Bartol escreveu enquanto assistia à ascensão do fascismo na Europa. Por meio da história de Sabbah, ele trata do que lhe preocupava: o carisma e a distorção das informações para a manipulação política.
A edição da Morro Branco é cuidadosa em lembrar os leitores no início do livro de que é preciso ler “Alamut” nas entrelinhas. O texto não deve ser usado como evidência de que o islã é uma religião retrógrada, fundamentalista.
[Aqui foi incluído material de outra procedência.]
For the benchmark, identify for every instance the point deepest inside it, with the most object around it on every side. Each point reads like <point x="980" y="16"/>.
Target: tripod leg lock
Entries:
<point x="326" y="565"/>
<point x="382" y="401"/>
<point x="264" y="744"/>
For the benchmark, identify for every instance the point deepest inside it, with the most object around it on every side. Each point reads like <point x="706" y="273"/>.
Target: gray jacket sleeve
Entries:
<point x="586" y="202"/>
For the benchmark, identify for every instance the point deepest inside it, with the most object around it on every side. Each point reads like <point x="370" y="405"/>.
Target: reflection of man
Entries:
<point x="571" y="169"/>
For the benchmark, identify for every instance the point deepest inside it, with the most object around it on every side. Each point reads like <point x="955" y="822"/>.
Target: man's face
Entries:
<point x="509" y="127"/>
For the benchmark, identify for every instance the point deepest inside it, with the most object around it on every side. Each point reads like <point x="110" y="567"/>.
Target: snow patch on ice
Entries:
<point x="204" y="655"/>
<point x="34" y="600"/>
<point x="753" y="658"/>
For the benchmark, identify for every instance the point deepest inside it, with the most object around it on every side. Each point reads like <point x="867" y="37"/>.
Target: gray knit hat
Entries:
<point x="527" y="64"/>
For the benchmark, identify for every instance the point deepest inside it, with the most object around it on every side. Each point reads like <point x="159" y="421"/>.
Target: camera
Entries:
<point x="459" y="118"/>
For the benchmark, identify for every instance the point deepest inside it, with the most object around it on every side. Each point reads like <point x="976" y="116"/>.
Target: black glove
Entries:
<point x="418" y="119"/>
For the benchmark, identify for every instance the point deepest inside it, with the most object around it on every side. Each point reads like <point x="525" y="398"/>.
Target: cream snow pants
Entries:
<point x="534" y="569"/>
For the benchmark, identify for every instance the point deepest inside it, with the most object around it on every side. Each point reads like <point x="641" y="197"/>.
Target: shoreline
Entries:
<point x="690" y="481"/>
Em 1938 —antes da Revolução Iraniana de 1979 e dos ataques do 11 de Setembro de 200—, essa não era a ideia de Bartol.
Também nesse sentido, o leitor com algum conhecimento da história médio-oriental precisa se controlar para não procurar erros de informação nas centenas de páginas do livro (por exemplo, os personagens parecem rezar na direção errada, em determinado trecho).
Para aproveitar a leitura é necessário, ainda, aceitar os estereótipos orientalistas que transbordam das páginas. Já nos primeiros capítulos o leitor encontra camelos, escravas, turbantes, cimitarras, eunucos, haréns, dança do ventre e menções às mil e uma noites —um compilado de todas as imagens surradas já usadas.
Como em todo trabalho de ficção, o autor pede que o público suspenda a sua descrença. Em outras palavras, que seja menos cricri e se envolva com o enredo. A epígrafe é clara: “Nada é verdadeiro, tudo é permitido”. “Alamut” é um romance, e não um livro de história. Segue suas próprias regras, e está tudo bem.